Fabius and his German counterpart Frank-Walter Steinmeier together arrived in Dhaka yesterday morning, and left the city the same night.
In the run-up to the crucial climate conference COP21 in Paris, the two foreign ministers said they want to set a strong symbol by jointly visiting Bangladesh which is heavily threatened by the adverse effects of climate change.
Fabius said: “Up to now no study has been on done where we are in terms of financing.”
The OECD will submit a report on the status of financing at a global conference in Peru next month, he said.
The report will disclose how much public and private money had been pledged to the $100 billion climate fund.
“If we can do it, it will be a great chance because it would give confidence,” Fabius said.
The French foreign minister said governments were being asked to make voluntary commitments.
Fabius admitted that to get a legally binding document at the climate summit in Paris would be a difficult task.
“The main difficulty is the consensus agreement … We are working to find a formula which makes it, I would say, compulsory,” he said.
At the inauguration ceremony of the Franco-German Embassy, German Foreign Minister Frank-Walter Steinmeier said the joint project makes Dhaka a very special place.
“The building we are inaugurating today symbolises our unique friendship, the unique partnership we will build on to address the joint challenges ahead of us,” he said.
“We must act together to stop global warming now,” he said.
The climate conference in Paris is a key opportunity and global leaders must get closer to the goal and must not miss this opportunity, he said.
“Germany and France are working closely for success in Paris.
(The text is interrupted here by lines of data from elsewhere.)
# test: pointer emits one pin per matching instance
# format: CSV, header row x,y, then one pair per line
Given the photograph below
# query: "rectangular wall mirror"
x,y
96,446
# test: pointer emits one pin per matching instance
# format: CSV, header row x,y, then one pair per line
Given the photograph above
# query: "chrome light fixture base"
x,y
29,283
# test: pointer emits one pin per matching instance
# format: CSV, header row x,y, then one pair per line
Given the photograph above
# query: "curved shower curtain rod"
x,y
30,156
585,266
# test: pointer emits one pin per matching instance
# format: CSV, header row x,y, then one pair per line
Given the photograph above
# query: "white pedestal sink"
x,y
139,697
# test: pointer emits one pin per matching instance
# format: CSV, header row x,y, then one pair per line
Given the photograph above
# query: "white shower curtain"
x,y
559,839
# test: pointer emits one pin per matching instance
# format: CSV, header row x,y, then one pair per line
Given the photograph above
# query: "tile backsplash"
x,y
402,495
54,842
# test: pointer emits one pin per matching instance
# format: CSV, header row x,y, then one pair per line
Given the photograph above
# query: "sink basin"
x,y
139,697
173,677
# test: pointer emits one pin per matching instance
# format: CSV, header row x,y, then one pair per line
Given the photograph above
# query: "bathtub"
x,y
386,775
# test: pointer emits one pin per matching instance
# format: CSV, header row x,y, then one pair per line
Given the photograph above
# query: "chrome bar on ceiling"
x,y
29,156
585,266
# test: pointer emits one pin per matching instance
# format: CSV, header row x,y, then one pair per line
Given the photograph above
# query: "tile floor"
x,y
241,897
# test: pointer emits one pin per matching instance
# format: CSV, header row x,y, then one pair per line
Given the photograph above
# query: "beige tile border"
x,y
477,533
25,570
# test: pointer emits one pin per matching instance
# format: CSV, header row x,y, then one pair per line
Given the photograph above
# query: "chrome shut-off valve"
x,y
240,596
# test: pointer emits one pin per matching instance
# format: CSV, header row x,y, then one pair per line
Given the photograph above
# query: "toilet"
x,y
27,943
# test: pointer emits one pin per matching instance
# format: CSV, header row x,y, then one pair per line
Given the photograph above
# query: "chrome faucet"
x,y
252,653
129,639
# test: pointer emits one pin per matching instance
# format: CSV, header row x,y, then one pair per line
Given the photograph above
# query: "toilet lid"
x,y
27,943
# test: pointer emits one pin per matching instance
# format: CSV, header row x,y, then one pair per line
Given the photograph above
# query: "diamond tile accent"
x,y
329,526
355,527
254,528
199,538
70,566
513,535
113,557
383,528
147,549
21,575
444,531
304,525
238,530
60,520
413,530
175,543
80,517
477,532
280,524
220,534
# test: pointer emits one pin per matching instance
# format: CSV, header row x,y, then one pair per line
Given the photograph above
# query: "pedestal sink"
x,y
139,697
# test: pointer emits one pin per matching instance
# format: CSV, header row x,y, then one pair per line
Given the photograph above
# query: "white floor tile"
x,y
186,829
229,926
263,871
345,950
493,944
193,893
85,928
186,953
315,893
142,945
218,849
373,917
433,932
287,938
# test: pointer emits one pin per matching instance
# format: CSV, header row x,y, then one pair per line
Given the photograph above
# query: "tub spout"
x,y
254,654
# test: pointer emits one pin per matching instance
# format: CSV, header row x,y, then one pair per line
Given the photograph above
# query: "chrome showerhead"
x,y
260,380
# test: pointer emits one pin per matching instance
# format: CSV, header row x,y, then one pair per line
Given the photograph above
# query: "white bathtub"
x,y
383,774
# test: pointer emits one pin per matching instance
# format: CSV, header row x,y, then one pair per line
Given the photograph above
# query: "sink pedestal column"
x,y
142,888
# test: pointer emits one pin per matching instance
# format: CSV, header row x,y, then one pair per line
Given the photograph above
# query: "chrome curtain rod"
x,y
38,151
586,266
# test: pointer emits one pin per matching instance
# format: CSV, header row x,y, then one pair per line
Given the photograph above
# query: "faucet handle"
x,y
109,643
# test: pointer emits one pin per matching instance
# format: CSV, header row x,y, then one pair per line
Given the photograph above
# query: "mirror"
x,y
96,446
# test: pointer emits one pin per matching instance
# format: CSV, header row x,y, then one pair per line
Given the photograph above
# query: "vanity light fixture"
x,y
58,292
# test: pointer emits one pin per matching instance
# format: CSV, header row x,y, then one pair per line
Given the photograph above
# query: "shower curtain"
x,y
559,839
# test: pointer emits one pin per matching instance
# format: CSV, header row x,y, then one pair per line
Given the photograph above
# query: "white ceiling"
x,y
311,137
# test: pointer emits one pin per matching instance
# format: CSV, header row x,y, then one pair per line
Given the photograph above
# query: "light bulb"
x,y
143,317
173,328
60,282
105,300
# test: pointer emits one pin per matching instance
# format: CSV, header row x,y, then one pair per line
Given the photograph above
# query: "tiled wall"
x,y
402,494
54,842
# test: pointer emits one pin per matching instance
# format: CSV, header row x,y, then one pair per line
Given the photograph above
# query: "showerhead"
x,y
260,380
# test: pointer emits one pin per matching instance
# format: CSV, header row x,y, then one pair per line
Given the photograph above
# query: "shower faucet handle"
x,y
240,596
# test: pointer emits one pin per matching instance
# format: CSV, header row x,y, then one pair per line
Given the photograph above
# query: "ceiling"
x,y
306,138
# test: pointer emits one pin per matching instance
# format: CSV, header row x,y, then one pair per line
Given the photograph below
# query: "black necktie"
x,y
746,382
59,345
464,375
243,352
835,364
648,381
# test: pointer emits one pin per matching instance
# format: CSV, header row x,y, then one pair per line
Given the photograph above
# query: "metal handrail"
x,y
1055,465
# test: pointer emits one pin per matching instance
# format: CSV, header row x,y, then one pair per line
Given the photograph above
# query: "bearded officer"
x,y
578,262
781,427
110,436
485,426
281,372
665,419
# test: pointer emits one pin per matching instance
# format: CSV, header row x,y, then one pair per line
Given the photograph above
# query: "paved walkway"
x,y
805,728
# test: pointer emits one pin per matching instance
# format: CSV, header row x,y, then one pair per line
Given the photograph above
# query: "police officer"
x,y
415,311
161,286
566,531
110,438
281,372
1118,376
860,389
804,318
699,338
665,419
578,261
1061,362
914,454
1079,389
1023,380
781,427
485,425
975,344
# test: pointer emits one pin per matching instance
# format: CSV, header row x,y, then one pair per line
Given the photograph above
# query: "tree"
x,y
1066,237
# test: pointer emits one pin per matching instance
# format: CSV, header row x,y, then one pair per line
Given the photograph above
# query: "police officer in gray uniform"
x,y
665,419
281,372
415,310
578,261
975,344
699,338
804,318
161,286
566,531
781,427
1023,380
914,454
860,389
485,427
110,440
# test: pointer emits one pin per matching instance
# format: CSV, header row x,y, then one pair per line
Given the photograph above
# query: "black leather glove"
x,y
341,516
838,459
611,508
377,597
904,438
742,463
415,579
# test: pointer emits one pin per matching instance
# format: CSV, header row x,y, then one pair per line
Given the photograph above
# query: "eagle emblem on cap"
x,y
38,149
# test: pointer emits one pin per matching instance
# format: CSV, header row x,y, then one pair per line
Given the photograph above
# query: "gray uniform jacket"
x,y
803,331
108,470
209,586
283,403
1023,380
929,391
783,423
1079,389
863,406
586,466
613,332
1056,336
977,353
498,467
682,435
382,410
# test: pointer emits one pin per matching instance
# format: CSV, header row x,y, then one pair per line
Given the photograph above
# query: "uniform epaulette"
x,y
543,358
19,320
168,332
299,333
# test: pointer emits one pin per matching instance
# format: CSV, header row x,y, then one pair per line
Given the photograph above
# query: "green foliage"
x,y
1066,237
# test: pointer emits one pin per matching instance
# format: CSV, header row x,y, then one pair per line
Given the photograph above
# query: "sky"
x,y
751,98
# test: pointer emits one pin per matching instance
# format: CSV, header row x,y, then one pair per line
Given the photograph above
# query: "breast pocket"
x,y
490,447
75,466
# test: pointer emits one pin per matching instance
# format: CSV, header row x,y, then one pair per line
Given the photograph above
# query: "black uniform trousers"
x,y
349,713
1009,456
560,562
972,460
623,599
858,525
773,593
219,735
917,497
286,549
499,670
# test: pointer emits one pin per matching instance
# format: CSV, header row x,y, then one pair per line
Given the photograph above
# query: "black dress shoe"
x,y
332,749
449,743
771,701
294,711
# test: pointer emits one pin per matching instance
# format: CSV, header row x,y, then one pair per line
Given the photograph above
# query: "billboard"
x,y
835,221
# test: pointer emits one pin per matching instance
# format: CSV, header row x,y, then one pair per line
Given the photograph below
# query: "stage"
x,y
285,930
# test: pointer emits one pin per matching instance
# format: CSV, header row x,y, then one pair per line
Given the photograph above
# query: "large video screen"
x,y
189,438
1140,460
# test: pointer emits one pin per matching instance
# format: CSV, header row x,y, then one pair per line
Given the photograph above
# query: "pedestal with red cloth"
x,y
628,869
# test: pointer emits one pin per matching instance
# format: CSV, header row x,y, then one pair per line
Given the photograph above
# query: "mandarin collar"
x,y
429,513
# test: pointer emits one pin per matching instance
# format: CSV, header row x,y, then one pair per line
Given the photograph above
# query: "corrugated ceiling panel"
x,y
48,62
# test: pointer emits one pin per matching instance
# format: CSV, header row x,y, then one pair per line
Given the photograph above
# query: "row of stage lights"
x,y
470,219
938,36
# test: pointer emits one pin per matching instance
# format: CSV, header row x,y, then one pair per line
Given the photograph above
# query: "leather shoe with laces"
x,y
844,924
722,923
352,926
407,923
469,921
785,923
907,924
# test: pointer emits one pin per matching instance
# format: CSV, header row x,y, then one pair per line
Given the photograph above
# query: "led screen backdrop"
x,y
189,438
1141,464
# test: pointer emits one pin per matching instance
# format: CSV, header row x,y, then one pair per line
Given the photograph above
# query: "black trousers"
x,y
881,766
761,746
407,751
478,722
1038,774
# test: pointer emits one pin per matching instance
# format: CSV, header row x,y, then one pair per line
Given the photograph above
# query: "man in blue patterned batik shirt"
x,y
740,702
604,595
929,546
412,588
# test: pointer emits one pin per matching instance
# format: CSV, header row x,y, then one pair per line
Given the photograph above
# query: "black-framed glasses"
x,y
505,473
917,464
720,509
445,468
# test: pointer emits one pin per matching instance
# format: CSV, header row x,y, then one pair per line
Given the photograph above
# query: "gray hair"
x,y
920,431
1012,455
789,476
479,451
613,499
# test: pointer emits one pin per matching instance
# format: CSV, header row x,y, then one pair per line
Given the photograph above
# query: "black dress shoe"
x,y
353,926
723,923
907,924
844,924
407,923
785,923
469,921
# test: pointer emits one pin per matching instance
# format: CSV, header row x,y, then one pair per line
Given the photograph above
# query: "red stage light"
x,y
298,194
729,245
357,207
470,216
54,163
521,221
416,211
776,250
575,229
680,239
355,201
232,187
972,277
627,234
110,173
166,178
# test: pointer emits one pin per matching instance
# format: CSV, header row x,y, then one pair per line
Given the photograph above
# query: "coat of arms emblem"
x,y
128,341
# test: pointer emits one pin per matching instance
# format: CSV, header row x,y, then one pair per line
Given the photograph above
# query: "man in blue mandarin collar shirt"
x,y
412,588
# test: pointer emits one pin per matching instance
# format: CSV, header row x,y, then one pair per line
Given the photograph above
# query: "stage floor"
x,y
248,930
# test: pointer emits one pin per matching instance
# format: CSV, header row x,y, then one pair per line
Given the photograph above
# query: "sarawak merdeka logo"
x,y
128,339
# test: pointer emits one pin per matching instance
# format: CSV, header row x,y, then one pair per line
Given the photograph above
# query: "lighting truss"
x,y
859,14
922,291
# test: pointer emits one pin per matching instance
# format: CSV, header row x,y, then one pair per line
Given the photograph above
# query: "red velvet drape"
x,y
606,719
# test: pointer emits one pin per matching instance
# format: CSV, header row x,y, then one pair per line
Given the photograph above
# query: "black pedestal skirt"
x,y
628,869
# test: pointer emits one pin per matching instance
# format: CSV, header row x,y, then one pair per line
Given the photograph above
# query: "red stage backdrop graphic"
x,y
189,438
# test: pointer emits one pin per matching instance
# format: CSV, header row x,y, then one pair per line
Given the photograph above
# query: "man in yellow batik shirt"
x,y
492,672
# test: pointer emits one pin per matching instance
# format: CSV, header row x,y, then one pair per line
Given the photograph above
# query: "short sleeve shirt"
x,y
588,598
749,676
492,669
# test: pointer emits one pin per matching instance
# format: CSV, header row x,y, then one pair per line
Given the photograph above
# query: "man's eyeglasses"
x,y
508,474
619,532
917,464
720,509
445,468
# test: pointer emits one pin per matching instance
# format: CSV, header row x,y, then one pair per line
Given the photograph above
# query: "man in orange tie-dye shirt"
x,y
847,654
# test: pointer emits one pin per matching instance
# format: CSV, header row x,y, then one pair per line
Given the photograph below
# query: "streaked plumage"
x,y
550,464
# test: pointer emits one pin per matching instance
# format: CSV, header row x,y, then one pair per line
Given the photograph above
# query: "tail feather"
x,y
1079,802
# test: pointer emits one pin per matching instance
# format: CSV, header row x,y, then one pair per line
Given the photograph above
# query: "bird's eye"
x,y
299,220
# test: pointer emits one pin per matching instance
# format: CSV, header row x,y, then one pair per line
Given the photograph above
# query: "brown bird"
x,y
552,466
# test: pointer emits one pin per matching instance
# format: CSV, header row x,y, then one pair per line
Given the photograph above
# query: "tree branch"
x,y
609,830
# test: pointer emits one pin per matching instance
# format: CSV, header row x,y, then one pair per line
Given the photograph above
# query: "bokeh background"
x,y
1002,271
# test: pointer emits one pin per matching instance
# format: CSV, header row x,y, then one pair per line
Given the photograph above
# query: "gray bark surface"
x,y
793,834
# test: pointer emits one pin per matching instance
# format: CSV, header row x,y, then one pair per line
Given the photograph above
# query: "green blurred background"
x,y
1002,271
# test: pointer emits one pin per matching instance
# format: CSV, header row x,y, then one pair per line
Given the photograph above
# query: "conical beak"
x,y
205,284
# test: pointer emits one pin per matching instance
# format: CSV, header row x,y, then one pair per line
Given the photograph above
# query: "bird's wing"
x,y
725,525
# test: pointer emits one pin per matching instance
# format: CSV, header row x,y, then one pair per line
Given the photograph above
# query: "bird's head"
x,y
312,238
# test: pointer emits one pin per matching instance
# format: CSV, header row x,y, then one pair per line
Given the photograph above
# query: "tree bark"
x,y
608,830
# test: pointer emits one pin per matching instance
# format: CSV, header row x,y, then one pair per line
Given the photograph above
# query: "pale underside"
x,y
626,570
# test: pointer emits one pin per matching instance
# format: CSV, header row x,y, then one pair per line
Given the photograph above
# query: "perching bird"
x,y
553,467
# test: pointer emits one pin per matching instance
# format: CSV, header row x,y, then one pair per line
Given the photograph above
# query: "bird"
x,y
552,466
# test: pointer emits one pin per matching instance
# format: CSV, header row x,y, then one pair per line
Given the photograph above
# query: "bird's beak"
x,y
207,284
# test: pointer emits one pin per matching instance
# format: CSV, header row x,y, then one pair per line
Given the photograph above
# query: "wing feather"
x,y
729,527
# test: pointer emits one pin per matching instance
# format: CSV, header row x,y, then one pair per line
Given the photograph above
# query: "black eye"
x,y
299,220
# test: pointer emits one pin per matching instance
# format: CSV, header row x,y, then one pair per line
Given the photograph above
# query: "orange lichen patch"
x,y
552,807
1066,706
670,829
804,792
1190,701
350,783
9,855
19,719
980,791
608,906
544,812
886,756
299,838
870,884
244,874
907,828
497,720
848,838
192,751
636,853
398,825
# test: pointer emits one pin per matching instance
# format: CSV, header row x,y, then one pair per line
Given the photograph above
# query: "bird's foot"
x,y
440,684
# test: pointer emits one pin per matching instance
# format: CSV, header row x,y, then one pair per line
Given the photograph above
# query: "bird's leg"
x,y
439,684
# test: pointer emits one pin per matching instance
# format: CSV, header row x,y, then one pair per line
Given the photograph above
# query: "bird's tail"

That is why we have come to Dhaka today,” Steinmeier said.
A French embassy press release said plans to inaugurate German-funded anti-cyclone shelters were cancelled due to bad weather.
Instead, the visiting foreign ministers took a boat trip on the Bangshi River north-west of Dhaka and witnessed vast inundated areas.
After trip, the foreign ministers returned to Dhaka to meet with Prime Minister Sheikh Hasina.
They also had a working lunch meeting with Bangladesh Foreign Minister AH Mahmood Ali.
In the afternoon they visited the future Franco-German Embassy in the capital’s Baridhara.
It is the first embassy worldwide jointly built and operated by France and Germany and is intended to be a symbol of the friendship between the two countries.
From its opening in the summer of 2016, the Franco-German Embassy will serve as a joint workplace of German and French diplomats and their Bangladeshi colleagues.